Land Acquisition Act, 1894

 

Section – 23 and section – 24 read with
Emergency Requisition of Property Act, 1948 Section -2 (III)

Whether the learned
Arbitrator was wrong in allowing 15% Statutory compansion on all items except
land,

Land
does not mean the land simpliciter, but also includes benefit arising out of
the land, things attached to the earth or permanently fastened to anything
attached to the earth and in that state of the matter in assessing statutory
compensation @ 15% in respect of the acquired land the arbitrator has not
committed any error of law.

Government of
Bangladesh Vs. Mrs.

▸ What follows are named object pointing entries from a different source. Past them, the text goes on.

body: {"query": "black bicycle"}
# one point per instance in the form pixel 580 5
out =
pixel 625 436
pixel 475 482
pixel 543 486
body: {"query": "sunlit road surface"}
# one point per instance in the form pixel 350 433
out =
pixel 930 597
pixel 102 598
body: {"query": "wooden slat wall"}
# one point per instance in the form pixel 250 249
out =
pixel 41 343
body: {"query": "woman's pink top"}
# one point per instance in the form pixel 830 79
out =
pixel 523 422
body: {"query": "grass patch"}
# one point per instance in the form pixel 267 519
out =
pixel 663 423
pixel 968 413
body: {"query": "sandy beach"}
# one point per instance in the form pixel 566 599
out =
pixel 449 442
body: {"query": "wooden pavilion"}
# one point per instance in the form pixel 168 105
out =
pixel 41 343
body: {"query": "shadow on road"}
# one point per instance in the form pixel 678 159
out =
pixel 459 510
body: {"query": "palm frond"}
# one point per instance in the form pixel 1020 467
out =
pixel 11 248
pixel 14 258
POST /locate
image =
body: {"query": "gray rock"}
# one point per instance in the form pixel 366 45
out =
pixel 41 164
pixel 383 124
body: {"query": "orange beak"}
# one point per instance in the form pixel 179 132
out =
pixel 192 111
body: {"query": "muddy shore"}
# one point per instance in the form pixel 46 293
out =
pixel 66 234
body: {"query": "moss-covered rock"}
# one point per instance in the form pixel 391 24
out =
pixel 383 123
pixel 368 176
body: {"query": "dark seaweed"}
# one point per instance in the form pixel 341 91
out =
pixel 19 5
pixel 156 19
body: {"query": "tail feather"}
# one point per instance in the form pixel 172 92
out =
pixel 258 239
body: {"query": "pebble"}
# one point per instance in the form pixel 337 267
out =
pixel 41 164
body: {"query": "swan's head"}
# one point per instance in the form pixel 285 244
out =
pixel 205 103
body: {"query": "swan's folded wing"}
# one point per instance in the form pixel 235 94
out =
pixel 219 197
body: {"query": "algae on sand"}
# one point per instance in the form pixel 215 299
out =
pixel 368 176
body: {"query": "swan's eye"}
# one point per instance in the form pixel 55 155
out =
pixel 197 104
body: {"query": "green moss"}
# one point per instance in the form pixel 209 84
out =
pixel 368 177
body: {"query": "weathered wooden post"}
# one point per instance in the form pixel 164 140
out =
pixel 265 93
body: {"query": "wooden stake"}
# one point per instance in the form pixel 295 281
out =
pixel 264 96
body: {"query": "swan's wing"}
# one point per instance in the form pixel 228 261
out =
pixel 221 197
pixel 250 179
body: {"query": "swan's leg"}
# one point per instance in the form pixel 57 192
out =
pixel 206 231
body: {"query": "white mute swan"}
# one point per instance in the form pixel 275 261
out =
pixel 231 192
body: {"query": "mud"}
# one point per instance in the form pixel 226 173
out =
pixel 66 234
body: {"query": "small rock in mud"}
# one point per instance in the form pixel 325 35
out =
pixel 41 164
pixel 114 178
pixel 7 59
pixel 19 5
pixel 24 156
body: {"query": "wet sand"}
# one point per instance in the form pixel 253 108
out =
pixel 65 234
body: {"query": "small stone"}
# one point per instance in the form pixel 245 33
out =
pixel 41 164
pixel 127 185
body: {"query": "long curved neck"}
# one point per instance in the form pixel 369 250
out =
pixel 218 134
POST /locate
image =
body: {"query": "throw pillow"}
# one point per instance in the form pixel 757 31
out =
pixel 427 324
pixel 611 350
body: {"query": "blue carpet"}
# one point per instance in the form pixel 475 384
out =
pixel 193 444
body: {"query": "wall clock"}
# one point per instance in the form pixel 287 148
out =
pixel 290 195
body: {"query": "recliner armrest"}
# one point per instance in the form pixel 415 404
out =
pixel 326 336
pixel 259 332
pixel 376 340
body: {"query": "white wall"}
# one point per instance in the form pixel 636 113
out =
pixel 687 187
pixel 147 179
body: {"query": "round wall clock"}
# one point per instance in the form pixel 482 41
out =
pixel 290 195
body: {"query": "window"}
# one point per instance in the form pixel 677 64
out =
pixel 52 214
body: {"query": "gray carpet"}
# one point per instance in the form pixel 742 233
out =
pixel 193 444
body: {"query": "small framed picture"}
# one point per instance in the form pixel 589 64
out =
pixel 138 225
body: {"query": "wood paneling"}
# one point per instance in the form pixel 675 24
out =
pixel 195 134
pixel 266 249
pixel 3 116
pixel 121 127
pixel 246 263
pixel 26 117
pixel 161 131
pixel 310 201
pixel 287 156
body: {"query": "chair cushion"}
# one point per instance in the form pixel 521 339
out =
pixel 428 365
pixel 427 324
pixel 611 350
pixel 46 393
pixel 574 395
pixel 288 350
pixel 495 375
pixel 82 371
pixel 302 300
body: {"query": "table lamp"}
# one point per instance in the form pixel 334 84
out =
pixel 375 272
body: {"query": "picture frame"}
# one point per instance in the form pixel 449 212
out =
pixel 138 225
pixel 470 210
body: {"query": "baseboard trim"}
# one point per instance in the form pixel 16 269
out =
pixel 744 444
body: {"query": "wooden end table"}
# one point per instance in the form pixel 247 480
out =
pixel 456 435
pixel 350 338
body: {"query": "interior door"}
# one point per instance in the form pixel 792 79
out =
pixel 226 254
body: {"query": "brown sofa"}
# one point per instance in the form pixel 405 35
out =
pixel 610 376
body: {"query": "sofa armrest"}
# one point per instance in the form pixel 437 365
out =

Anwara Huq & Ors. 14 BLT (AD)188

Law on Pre-emption

Muslim
Law —It appear that the pre-emptee No. 5 is the mother and pre-emptees No. 1-4
sons. The purchase was made by one kabala. There is no presumption of jointness
in the Muslim Law. The presumption under the Muslim Law is that the Muslim
families are separate. The purchase made by the mother and the sons are
independent purchases and accordingly the purchase made by the preemptee Nos.
1-4 who are strangers, is Preemptible excluding the purchase made by the mother
by the self same kabala. This will not amount to partial pre-emption.

Md. Korban Ali &
Ors A saint Khan & Ors. 11 BLT(HCD)-138

Law on Pre-emption

Pre-emption under
Mohammadan Law as “Hoq-sufa”

It
appears from the evidence that the witnesses who accompanied the plaintiff to
the suit land while he disclosed his Talab-i- Mowsibat accompanied him and went
to the Bank while he tendered money and demanded the suit land but in clear
language they did not tell anything about Talab-i-Mowsibat at the time of
second demand. From the aforesaid evidence it seems that although the witnesses
did not state in unequivocal language that the plaintiff disclosed his Talab-i
Mowsibat previous to his second demand but they have proved his first demand as
well as his second demand and I am in respectful agreement with the decisions
of Indian Jurisdiction as referred above in holding that if under these
circumstances a Talab-i-ishad is made subsequently, and there is no express
reference of Talab-i-Mowsibat, the right of preemption of the plaintiff is not
defended, as subsequent demand is superfluous, further, Hedaya observed in his
book Mohammadan Law at page 551 that no particu1ar form is necessary : what the
law requires is that the demand must be to that effect and no more.

Bangladesh Krishi
Bank Vs Kazi Liakat Ali and Ors. 14 BLT (HCD)76.